Think of this as Volume 17, Number 27 of the newsletter I have written weekly since March, 1997. Enjoy.
Let's see what's at the cinema:
- After Earth – A father-and-son find they can only rely on one another after everyone else has been forced to abandon it.
- Man of Steel – Superman turns out to be a farm boy who must choose to fight for Europe against his own people.
- This Is The End – Rich Hollywood stars, and Hollywood, get the apocalypse they deserve. (right)
- World War Z – Only one man can save us from the zombie apocalypse.
- White House Down – A black President and his White House must be saved by a white tourist.
- The Lone Ranger – This time, Tonto tells the tale. And the white guy is still the good guy.
- Red2 – The CIA saves the world from nuclear disaster.
Notice what all these films have in common? They're generally about rugged individuals saving a complex civilization through the use of their rude simplicity.
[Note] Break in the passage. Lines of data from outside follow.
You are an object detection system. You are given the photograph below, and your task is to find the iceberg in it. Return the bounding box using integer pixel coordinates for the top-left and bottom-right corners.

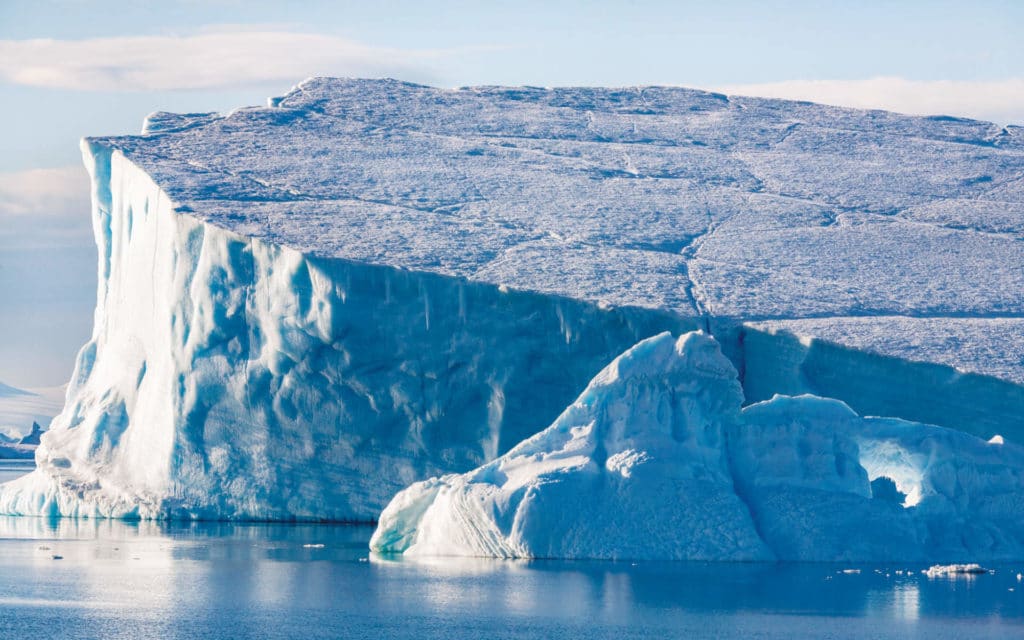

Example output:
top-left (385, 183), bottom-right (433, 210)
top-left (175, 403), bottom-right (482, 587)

top-left (372, 332), bottom-right (1024, 561)
top-left (924, 564), bottom-right (990, 578)
top-left (1, 78), bottom-right (1022, 521)
top-left (371, 332), bottom-right (771, 560)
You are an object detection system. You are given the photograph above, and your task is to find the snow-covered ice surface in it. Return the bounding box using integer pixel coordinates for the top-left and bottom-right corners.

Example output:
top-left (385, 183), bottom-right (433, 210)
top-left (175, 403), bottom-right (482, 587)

top-left (372, 332), bottom-right (1024, 561)
top-left (2, 78), bottom-right (1023, 521)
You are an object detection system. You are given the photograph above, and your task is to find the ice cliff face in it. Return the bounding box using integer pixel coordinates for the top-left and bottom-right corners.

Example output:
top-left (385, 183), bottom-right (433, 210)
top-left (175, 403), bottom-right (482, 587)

top-left (0, 149), bottom-right (690, 519)
top-left (1, 78), bottom-right (1022, 521)
top-left (372, 333), bottom-right (1024, 561)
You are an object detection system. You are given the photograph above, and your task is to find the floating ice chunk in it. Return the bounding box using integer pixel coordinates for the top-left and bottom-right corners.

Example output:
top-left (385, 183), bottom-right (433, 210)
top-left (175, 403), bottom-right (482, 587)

top-left (925, 564), bottom-right (990, 578)
top-left (373, 333), bottom-right (1024, 562)
top-left (370, 332), bottom-right (772, 561)
top-left (989, 434), bottom-right (1005, 445)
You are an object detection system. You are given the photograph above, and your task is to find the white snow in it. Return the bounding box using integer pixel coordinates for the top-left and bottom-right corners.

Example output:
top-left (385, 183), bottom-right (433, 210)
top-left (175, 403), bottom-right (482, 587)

top-left (372, 332), bottom-right (1024, 562)
top-left (2, 78), bottom-right (1023, 522)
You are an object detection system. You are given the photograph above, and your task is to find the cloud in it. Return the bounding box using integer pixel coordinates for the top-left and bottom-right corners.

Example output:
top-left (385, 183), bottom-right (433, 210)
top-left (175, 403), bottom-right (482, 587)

top-left (0, 166), bottom-right (90, 216)
top-left (0, 166), bottom-right (96, 388)
top-left (0, 166), bottom-right (92, 248)
top-left (712, 77), bottom-right (1024, 125)
top-left (0, 30), bottom-right (465, 92)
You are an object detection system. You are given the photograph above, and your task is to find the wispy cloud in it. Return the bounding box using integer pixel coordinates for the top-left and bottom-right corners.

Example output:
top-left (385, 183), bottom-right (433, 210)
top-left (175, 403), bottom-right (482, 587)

top-left (712, 77), bottom-right (1024, 125)
top-left (0, 29), bottom-right (467, 91)
top-left (0, 166), bottom-right (96, 389)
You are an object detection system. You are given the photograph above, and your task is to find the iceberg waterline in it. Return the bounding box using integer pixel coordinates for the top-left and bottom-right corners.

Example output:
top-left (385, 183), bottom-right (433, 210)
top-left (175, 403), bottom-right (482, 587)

top-left (371, 332), bottom-right (1024, 562)
top-left (1, 78), bottom-right (1022, 525)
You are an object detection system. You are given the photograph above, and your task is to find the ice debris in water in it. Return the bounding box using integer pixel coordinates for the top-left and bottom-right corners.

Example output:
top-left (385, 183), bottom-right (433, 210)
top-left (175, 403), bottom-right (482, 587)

top-left (372, 331), bottom-right (1024, 562)
top-left (925, 564), bottom-right (990, 578)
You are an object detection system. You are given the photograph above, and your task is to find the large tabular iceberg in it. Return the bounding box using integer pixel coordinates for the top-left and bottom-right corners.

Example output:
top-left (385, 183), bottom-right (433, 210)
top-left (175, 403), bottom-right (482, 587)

top-left (1, 78), bottom-right (1022, 521)
top-left (371, 332), bottom-right (1024, 561)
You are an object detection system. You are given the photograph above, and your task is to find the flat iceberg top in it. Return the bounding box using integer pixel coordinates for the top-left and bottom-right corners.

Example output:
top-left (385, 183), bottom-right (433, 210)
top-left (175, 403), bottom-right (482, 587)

top-left (750, 317), bottom-right (1024, 385)
top-left (88, 78), bottom-right (1024, 368)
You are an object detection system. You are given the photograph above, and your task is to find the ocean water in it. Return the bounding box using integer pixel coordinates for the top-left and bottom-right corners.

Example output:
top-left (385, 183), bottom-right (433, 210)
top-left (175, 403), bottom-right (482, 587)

top-left (0, 463), bottom-right (1021, 639)
top-left (0, 461), bottom-right (34, 484)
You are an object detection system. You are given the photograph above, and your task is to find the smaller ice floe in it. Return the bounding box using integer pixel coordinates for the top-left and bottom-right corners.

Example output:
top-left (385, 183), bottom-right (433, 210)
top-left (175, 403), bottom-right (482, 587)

top-left (989, 435), bottom-right (1005, 445)
top-left (925, 564), bottom-right (990, 578)
top-left (302, 544), bottom-right (325, 549)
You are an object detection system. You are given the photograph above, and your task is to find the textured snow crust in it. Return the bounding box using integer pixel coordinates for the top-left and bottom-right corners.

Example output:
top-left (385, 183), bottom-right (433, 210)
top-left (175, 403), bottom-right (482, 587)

top-left (2, 78), bottom-right (1024, 521)
top-left (105, 80), bottom-right (1024, 334)
top-left (372, 333), bottom-right (1024, 561)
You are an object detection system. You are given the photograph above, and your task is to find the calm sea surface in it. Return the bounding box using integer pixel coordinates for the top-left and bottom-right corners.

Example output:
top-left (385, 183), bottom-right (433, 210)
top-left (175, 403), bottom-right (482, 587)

top-left (0, 462), bottom-right (1021, 639)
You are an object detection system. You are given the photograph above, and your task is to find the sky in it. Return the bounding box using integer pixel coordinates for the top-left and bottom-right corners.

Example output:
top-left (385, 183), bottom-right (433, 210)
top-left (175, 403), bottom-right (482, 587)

top-left (0, 0), bottom-right (1022, 387)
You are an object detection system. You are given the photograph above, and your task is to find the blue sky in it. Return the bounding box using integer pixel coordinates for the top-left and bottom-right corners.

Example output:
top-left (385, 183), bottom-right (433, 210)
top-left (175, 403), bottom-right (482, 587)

top-left (0, 0), bottom-right (1022, 387)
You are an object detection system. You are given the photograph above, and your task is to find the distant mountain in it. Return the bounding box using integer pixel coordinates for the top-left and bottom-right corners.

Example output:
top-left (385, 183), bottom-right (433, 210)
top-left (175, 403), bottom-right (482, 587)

top-left (0, 421), bottom-right (44, 460)
top-left (0, 421), bottom-right (47, 459)
top-left (0, 381), bottom-right (64, 438)
top-left (0, 382), bottom-right (32, 398)
top-left (18, 423), bottom-right (44, 446)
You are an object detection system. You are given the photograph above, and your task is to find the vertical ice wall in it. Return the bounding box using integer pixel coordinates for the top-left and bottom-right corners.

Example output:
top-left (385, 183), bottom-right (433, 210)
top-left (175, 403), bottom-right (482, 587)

top-left (739, 327), bottom-right (1024, 441)
top-left (0, 144), bottom-right (695, 520)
When liberals appear, they're the butt of the joke.
They are all, fundamentally, conservative.
This is a feature, not a bug. And it's a feature that doesn't bode well for conservatives going forward.
Fact is, the culture is always a consolation prize of politics. That's the way America plays it. The winners go into power, and the losers go into the sticks. Among those sticks is the entertainment industry.
A lot of liberals cheered a generation ago when they took over the culture in the wake of Nixon's election. Why, even Dick Cheney wore sideburns. All the movies featured well-scrubbed liberals (and sometimes not so well-scrubbed ones) doing good liberal things and thumbing their nose at “the man.”
Ever wonder why that was? Because liberals had been thrown out of power, for good. Or at least for the lifetime of most liberals who got tossed. Without Watergate there would have been no congressional “Class of 1974,” no Carter Administration, and maybe liberals would have noticed how they were getting tossed a bone by a harder, more ruthless political opponent with better things to do than care.
It was similar after 1932. The Hays Code made the culture much more conservative during the Roosevelt Administration than it ever had been under Hoover. Jazz evolved into the “Big Band” era, where large numbers of musicians subsumed their identity under one leader's vision.
My Man Godfrey (right) made rich people the butt of its jokes, but the rich remained in charge, and while the poor showed them the way, they always gave back the reins. Young men and women became “boys and girls” – watch a movie of the time and you're sure to see the director call them all “chillun.” Mickey and Judy were well-behaved.
It takes an awful lot of effort to create and sustain a political thesis, a set of myths and values that are used to exercise power. It takes a lot of effort to push this thesis past its entrenched oppoistion, and to create meaningful political changed. And while that happens, the eyes of the rising Thesis let their attention drift away from the culture – they basically give up on it.
So my point is simple. The rise of conservatives in media, in the culture, is actually a good thing. They're defending institutions and morals while liberals govern and impose a different kind of change on the country.
It's one of those great historic ironies, an “only in America” sort of thing, and it happens all the time. It's happening right now. Go to the movies this weekend and see.